C'est clair que c'est une vraie contradiction, au fond, que des juristes comme Bodin, Le Bret ou Bossuet dans sa version théologique, ont essayé de régler, en faisant du roi un souverain délié des lois et donc au dessus de la Loi dans un face à face avec Dieu, mais tout de même soumis à la Loi en ce que celle-ci représente un principe intemporel supérieur qui dépasse l'individu-roi et qui garantit la continuité d'un Etat qui-ne-meurt-jamais en France.
En fait au final, il y a bien un constitutionnalisme sans le mot comme vous dites, et même le monarque absolu, délié des lois, est au final tenu de respecter les lois divines et naturelles qui définissent la pérennité de la monarchie, d'une monarchie qui n'est pas tyrannie. C'est pour cela que Sarah Hanley parle d'une "constitution monarchique" "cachée", sans le mot.

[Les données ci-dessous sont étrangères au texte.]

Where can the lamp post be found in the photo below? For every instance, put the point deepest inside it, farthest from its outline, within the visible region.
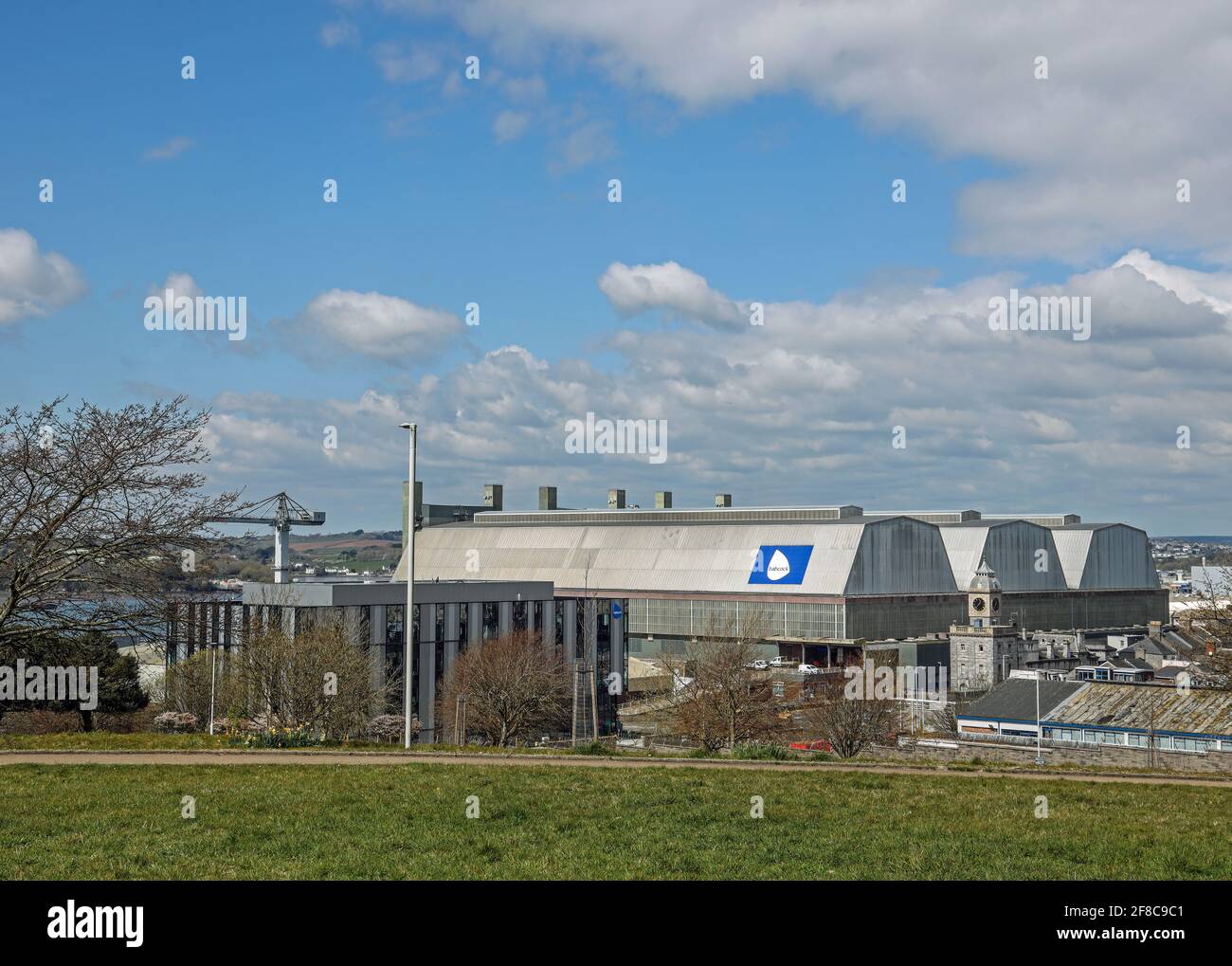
(1039, 726)
(408, 624)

C'est d'ailleurs ce qui a conduit l'historiographie à remettre en question le concept même d'absolutisme dans les faits mêmes, puisque le roi, au final, ne peut pas tout faire, certes par principe, mais aussi parce que cet absolutisme qui respecte les lois divines et naturelles dans les faits, sur le terrain, est limité. Le roi doit sans cesse négocier ses décisions. L'intendant envoyé en province, souvent esseulé, n'a guère le choix que le compromis pour faire passer la loi du monarque, et il doit se ménager des soutiens, des fidélités pour être le "roi dans la province".